Media & Marketing Clive Simpkins
THERE is a fascinating emerging synergy between current personal development thinking, the ensuing relationships and today’s business marketing. The end of the 1994 business year prompted an examination of marketing and the role of marketers in the light of these subtle yet significant trends and shifts in thinking.
In the good old days, marketing was very much based on the still relevant thinking of Professor Theodore Levitt and his renowned thesis on Marketing Myopia. The general idea being that if you thought you were in the buggy whip business instead of the transport business, you were headed for obsolescence and extinction.
Business schools of yesteryear built their marketing philosophies around the four Ps of Product, Place, Price and Promotion. These are still relevant, but the ingredient in the marketing mix considered increasingly critical by marketing gurus Tom Peters and Bob Waterman is the people element, referred to by the cognoscenti as Relationship Marketing.
It’s interesting to observe parallels between marketing and personal development continuing to draw closer and closer together. Stephen Covey in his celebrated book, The Seven Habits Of Highly Effective People, refers frequently to the power of synergy in personal and business relationships. He also refers to the three phases of human development as going from total dependence on other people, into independence — which we often consider to be the pinnacle of development — into a final inter-dependence when we’re operating and managing relationships optimally. Relationship marketing is increasingly the only differential for companies operating in parity, over-traded or me-too markets.
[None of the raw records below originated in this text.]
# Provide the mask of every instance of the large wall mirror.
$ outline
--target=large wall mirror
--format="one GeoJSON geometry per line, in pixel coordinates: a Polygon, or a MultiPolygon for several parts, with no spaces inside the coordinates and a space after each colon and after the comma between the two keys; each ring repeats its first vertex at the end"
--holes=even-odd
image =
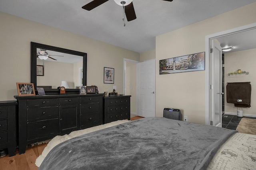
{"type": "Polygon", "coordinates": [[[62,81],[70,89],[86,86],[86,53],[31,42],[31,82],[35,88],[58,92],[62,81]]]}

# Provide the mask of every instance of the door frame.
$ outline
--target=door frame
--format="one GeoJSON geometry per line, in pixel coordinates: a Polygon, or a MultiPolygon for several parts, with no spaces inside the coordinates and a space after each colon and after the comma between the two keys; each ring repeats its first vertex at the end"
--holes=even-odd
{"type": "Polygon", "coordinates": [[[256,23],[246,25],[231,29],[205,36],[205,124],[210,125],[210,55],[212,39],[256,29],[256,23]]]}

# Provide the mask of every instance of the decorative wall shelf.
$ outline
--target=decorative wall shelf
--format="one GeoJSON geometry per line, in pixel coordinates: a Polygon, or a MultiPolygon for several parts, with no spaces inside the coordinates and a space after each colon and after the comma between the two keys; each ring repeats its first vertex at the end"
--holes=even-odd
{"type": "Polygon", "coordinates": [[[234,72],[231,72],[228,74],[228,75],[229,76],[236,74],[249,74],[249,72],[247,72],[245,71],[240,70],[239,72],[238,72],[238,71],[236,71],[234,72]]]}

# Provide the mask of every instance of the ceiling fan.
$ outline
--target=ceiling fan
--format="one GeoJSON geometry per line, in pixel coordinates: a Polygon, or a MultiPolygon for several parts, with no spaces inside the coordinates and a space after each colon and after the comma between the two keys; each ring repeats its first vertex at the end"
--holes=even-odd
{"type": "Polygon", "coordinates": [[[48,57],[54,60],[57,60],[55,59],[54,59],[52,57],[51,57],[50,56],[59,56],[59,57],[64,57],[63,55],[49,55],[48,54],[48,53],[47,53],[46,51],[46,50],[44,49],[40,49],[40,51],[38,51],[38,53],[36,53],[36,57],[39,57],[39,59],[41,60],[44,60],[48,59],[48,57]]]}
{"type": "MultiPolygon", "coordinates": [[[[124,21],[124,15],[126,16],[127,21],[132,21],[136,18],[135,11],[133,7],[132,4],[133,0],[114,0],[118,5],[122,6],[124,8],[124,18],[123,20],[124,21]]],[[[162,0],[166,1],[172,2],[173,0],[162,0]]],[[[108,1],[108,0],[94,0],[86,4],[82,8],[86,10],[90,11],[93,9],[101,5],[104,2],[108,1]]],[[[124,23],[124,26],[125,23],[124,23]]]]}

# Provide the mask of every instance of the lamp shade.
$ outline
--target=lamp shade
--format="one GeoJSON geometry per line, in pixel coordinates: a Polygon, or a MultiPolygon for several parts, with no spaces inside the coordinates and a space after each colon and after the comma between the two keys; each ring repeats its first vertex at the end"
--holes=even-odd
{"type": "Polygon", "coordinates": [[[120,6],[123,6],[122,3],[124,3],[124,6],[128,5],[132,2],[132,0],[114,0],[115,2],[120,6]]]}
{"type": "Polygon", "coordinates": [[[68,87],[68,82],[66,81],[61,81],[61,85],[60,85],[61,87],[64,87],[66,88],[69,88],[68,87]]]}

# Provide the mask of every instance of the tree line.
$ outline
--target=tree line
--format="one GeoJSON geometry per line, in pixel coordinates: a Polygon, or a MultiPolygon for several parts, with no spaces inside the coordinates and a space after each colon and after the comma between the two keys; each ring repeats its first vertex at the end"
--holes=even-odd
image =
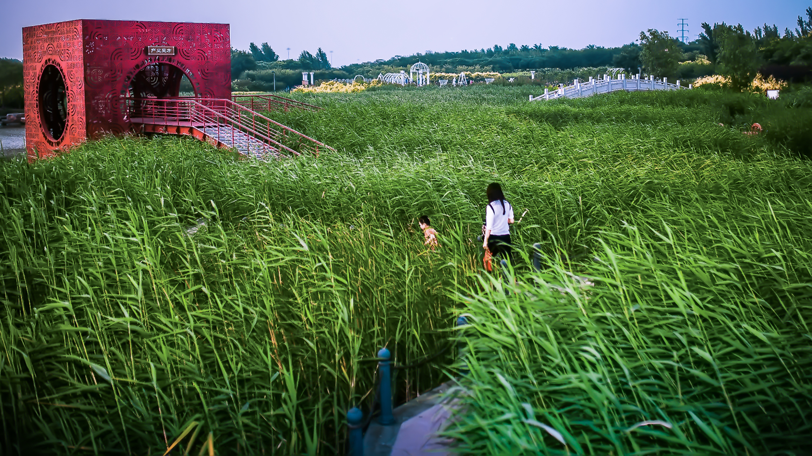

I watch fascinated as one of this country’s business icons networks non-stop in a positive and non- manipulative way to introduce business people from diverse, disparate and frequently conflicting cultures and values to each other, with productive consequences.
There is an old Ethiopian proverb that says when spider webs unite, they can tie up a lion. The Japanese perspective is that a single arrow can be broken easily, but 10 tied up in a bundle cannot.
The lesson for South African business people, unions and politicians in 1995 needs to be that we must commit ourselves to being driven from a foundation of inter- dependence. The father of person-centred psychotherapy, Carl Rogers, said emotional maturity was heralded by an openness and transparency and a willingness to be vulnerable. Something which President Nelson Mandela seems comfortable being and doing and from which we, the unions and the business community, could learn.
If we’re to acquire and deserve international confidence and effectively market our country and our skills, we need to expand beyond the defensive, parochial little pigeon holes from which we’ve traditionally operated. We have to give up on that dreadful narrow-minded disease called institutional ego-centrism, or thinking that the universe revolves around us and our individual selfish needs. It’s time to develop and create an Afrocentric ubuntu marketing for what will undoubtedly be a watershed but, we hope and pray, also a successful, rewarding and mutually enriching business year in 1995.